La réponse des États-Unis aux attentats du 11 septembre a entraîné une polarisation des masses musulmanes contre eux. Ce sont des conflits politiques qui ont créé cette opposition, pas la religion musulmane. Quoi qu’il en soit, il faut remédier à cette situation. Le monde musulman, doit retrouver ses valeurs fondatrices et faire face à la réalité. Le temps de la renaissance est venu et nous devons concentrer nos efforts sur l’éducation et la lutte contre la pauvreté. Cet effort doit être organisé dans le cadre de l’Organisation de la conférence islamique, une organisation que nous devons renforcer.
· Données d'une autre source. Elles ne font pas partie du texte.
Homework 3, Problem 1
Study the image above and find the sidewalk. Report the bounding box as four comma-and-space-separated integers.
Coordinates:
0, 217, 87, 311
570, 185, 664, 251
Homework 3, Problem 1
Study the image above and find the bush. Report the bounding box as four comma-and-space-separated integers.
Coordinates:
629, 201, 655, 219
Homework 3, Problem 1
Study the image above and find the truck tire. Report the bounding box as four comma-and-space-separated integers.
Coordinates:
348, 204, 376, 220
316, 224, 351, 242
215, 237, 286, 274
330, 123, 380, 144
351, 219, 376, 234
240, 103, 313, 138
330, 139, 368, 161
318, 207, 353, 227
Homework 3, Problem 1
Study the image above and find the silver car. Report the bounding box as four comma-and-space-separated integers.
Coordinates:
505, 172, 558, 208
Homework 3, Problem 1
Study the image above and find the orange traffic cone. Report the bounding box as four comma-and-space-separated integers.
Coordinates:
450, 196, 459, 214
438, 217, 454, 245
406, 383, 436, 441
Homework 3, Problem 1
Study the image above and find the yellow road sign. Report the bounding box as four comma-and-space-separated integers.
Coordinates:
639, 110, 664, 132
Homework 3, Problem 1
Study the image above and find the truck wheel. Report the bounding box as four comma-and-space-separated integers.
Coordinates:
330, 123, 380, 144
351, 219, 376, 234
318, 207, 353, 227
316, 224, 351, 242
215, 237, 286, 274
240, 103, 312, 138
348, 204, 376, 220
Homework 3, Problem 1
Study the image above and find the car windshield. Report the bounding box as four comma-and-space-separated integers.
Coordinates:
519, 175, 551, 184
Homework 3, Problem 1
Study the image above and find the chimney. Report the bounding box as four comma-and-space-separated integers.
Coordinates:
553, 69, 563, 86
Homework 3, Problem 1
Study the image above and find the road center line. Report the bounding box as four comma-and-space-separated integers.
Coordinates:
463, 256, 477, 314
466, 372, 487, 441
« L’hypocrisie de l’Europe vis-à-vis de la Colombie doit cesser »
Auteur
Francisco Santos Calderón
Source
International Herald Tribune (France)
Référence « Europe’s hypocrisy toward Colombia must end », par Francisco Santos Calderón, International Herald Tribune, 1er juin
Résumé La forêt tropicale colombienne est une des forêts présentant la plus grande biodiversité de la planète, mais elle est régulièrement incendiée pour gagner des terres arables. Il ne s’agit pas de l’action des multinationales, mais des cultivateurs de coca qui essayent ainsi de développer leur production pour combler l’énorme demande en provenance des États-Unis et de l’Europe. Ils travaillent directement pour les guérillas rebelles, des groupes qui sont les pires violateurs des Droits de l’homme des Amériques.
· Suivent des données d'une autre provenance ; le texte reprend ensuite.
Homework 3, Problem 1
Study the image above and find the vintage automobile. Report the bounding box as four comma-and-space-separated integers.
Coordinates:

Outre leurs crimes, ces groupes ont détruit près d’1,8 millions d’hectares de forêt tropicale, mais ni les groupes de défense des Droits de l’homme, ni les groupes environnementalistes ne les condamnent. Ils ont pourtant été désignés comme terroristes par l’Union européenne. La production de cocaïne n’est pas une production indigène comme on l’entend souvent, c’est une industrie polluante que le gouvernement colombien combat. Les révolutionnaires d’hier sont devenus aujourd’hui des milliardaires de la drogue.
Les Européens qui ont critiqué la faiblesse des institutions colombiennes ou les dépenses excessives pour la sécurité doivent regarder franchement la façon dont les trafiquants de drogues affaiblissent les institutions démocratiques. Le rapport annuel de l’ONU sur les Droits de l’homme en Colombie a démontré l’implication de ces groupes rebelles dans les trafics, l’extorsion et l’utilisation de mines illégales tandis qu’Human Right Watch a rédigé un rapport sur le recrutement des enfants par ces groupes. Mais paradoxalement, les mêmes pays européens dont la consommation de cocaïne rend obligatoire de strictes lois antiterroristes en Colombie sont les plus critiques vis-à-vis de ces lois. Tant que l’Europe ne réduira pas sa consommation de cocaïne, la Colombie devra dépenser de l’argent pour sa défense au lieu de combattre la pauvreté.